Ampla análise de estudos encontra probabilidade 41% maior de desenvolver linfomas não-Hodgkin em pessoas com alta exposição ao glifosato, produzido pela Monsanto
O agrotóxico mais usado do mundo, presente em 90% das plantações de soja e nos principais cultivos agrícolas, é também o mais polêmico. Desenvolvido e popularizado pela Monsanto, o glifosato é, há tempos, suspeito de causar câncer, além de estar relacionado ao extermínio das abelhas.
O cerco contra o produto, princípio ativo do RoundUp e de mais de cem outros produtos, e utilizado em grande escala desde a década de 70, apertou em 2015. Um relatório da Agência Internacional de Pesquisa sobre o Câncer (IARC) classificou a substância como “provável carcinógeno humano” em 2015.
Os casos de câncer mais associados à exposição ao glifosato foram os linfomas não-Hodgkin e do sistema circulatório. O relatório concluiu ainda que a exposição ao glifosato causou danos ao DNA e cromossomos nas células humanas, bem como efeitos genotóxicos, hormonais e enzimáticos em mamíferos.
Desde então o produto passou a sofrer restrições em diversos países, além de milhares de processos judiciais. São mais de 9 mil ações contra a Monsanto e sua proprietária, a alemã Bayer, somente nos EUA.
Em agosto, o primeiro veredito sobre a questão foi unânime em favor do jardineiro Dewayne Johnson , que alega ter contraído câncer devido ao uso do Roundup e do RangerPro, um glifosato de segunda linha da Monsanto. A empresa recorreu, mas deve ter que voltar ao tribunal diversas vezes até 2020 nesse e outros milhares de casos.
A empresa se defende. Diz que não há pesquisas científicas legítimas que demonstrem uma associação definitiva entre o glifosato e qualquer tipo de câncer. Sua defesa se baseia principalmente no parecer da Agência de Proteção Ambiental (EPA) dos EUA, que considera que “não é provável” que o glifosato cause a doença.
Esse argumento, porém, perdeu muito de sua força nos últimos dias. Uma ampla análise ciêntifica concluiu que pessoas com alta exposição ao pesticida têm um risco 41% maior de desenvolver câncer do tipo linfoma não-Hodgkin.
“Este trabalho faz um caso mais forte do que as metanálises anteriores que há evidências de um aumento do risco de linfoma não-Hodgkin devido à exposição ao glifosato”, disse a co-autora Lianne Sheppard, professora do Departamento de Ciências Ambientais e de Saúde Ocupacional da Universidade de Washington. “Do ponto de vista da saúde da população, existem algumas preocupações reais.”
Com um agravante para Bayer/Monsanto: três dos cinco autores do estudo são membros do conselho para um painel científico da EPA sobre o glifosato. Além disso, o artigo foi aceito, revisado e publicado pela revista Reviews in Mutation Research, cujo editor-chefe é o cientista da EPA, David DeMarini.
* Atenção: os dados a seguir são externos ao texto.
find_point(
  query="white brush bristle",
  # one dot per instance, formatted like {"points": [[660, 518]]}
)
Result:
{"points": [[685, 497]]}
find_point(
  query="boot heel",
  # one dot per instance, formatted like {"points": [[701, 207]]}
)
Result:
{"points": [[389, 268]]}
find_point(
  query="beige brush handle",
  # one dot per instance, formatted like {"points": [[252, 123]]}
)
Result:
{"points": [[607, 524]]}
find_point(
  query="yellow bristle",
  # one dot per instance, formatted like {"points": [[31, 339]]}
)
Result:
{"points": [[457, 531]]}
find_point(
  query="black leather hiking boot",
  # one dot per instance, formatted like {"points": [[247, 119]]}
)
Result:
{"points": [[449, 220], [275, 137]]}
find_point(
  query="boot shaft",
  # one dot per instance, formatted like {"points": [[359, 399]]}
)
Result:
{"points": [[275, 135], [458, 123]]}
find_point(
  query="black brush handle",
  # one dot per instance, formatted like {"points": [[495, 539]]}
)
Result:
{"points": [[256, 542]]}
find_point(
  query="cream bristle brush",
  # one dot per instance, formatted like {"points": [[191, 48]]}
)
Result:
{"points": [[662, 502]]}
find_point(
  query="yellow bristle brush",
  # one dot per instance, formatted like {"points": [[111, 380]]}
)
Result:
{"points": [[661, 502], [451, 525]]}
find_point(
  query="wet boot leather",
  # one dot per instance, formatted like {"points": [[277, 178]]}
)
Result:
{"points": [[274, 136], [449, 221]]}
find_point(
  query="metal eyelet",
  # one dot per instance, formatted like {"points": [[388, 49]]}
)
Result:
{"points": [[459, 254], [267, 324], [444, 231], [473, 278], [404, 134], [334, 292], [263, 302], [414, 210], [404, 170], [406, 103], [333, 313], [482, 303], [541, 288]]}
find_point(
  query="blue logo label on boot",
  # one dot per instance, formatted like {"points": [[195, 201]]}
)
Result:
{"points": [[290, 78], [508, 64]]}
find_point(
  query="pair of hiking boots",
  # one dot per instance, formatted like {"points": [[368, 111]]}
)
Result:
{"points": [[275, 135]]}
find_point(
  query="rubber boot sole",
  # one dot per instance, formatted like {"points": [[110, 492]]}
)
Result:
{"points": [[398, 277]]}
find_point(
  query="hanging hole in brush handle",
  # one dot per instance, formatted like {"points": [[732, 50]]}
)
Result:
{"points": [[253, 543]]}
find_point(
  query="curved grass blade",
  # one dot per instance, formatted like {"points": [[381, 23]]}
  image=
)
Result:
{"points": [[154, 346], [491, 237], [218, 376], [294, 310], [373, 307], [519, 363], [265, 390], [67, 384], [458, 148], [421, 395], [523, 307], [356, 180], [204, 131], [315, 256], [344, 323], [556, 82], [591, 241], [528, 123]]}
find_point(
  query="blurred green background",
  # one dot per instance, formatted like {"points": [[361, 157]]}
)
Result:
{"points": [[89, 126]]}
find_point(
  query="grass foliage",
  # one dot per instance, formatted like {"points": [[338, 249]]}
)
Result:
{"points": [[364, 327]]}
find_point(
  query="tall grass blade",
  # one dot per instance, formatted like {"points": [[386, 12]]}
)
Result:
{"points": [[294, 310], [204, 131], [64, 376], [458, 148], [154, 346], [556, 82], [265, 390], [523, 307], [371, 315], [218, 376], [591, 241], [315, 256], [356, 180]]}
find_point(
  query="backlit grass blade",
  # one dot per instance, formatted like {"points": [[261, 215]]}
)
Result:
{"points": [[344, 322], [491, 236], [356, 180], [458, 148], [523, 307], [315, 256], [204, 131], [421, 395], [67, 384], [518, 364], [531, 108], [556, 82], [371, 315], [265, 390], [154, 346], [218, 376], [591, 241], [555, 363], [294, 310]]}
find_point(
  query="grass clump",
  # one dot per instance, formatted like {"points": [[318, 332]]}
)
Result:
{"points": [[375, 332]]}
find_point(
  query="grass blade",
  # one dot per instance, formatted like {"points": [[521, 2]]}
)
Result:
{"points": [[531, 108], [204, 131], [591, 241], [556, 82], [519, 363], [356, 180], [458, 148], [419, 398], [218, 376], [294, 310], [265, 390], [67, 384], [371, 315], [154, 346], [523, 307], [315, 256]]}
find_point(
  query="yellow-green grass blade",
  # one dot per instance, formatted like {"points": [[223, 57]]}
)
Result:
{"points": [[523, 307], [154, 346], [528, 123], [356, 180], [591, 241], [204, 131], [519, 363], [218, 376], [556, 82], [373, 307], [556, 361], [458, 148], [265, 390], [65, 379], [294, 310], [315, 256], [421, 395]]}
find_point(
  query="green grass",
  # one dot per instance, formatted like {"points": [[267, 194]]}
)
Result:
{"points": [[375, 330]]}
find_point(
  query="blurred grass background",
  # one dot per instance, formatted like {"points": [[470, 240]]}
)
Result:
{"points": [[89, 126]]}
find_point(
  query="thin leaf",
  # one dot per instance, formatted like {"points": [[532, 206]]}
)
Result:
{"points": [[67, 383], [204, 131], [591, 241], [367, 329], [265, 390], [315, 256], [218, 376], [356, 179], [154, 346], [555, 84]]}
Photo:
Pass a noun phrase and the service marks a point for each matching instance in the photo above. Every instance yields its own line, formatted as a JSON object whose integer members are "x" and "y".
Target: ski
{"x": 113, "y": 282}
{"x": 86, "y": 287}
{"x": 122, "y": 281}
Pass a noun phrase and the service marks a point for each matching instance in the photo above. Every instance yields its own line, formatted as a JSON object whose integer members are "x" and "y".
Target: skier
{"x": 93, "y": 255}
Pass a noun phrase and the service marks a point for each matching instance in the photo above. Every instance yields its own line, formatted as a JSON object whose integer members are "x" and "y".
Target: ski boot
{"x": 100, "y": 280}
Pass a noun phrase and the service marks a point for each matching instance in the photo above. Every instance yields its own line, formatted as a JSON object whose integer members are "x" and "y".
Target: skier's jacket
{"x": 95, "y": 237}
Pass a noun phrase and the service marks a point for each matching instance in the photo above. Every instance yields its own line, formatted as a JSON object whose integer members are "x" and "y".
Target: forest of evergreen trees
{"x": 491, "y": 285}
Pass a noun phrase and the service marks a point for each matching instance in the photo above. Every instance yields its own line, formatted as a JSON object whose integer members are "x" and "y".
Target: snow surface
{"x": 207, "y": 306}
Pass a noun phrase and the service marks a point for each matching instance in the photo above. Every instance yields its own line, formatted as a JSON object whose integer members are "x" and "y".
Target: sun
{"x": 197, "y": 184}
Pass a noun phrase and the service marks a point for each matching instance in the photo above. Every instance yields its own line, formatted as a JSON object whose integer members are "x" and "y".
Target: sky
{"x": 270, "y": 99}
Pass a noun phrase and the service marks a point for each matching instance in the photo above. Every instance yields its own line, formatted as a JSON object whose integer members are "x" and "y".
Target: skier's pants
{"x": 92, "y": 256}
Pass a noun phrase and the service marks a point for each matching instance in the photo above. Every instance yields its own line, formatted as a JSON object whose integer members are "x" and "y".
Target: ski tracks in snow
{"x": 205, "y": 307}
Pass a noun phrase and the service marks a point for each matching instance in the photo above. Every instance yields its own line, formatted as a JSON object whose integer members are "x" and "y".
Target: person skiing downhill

Assim, o parecer da EPA que dá suporte à empresa nos tribunais, deve ser revisto. “Foi errada”, disse Sheppard, sobre a avaliação realizada pela EPA sobre o glifosato.
Uma das conselheiras da EPA, disse que a agência não seguiu os protocolos científicos para poder afirmar que a substância não causa câncer. “Era óbvio que eles não seguiam suas próprias regras”, afirmou em entrevista ao The Guardian. “Existe evidência de que é cancerígeno? A resposta é sim.”
Segundo os autores, para chegarem à conclusão eles avaliaram todos os estudos existentes que avaliam o impacto do glifosato em humanos. “Olhando apenas para indivíduos com alta exposição ao pesticida no mundo real, é menos provável que os fatores de confusão possam distorcer os resultados”, escreveram os autores. Ou seja: “Se não houvesse uma conexão verdadeira entre o produto químico e o câncer, mesmo indivíduos altamente expostos não deveriam desenvolver câncer a taxas significativas.”
Além de olhar para os estudos em humanos, os pesquisadores também analisaram outros tipos de estudos sobre o glifosato, incluindo em animais. “Juntas, todas as metanálises realizadas até hoje, incluindo a nossa, relatam consistentemente a mesma descoberta importante: a exposição aos pesticidas com glifosato está associada a um risco aumentado de linfomas não-Hodgkin”, concluíram os cientistas.
Em uma declaração, a Bayer disse que o estudo “não fornece novos dados epidemiológicos; em vez disso, é uma manipulação estatística que está em desacordo com o extenso corpo de ciência, 40 anos de experiência no mundo real e as conclusões dos reguladores.”
Segundo a empresa, os pesquisadores “não fornecem evidências cientificamente válidas que contradigam as conclusões do extenso corpo de ciência demonstrando que os herbicidas à base de glifosato não são carcinogênicos”.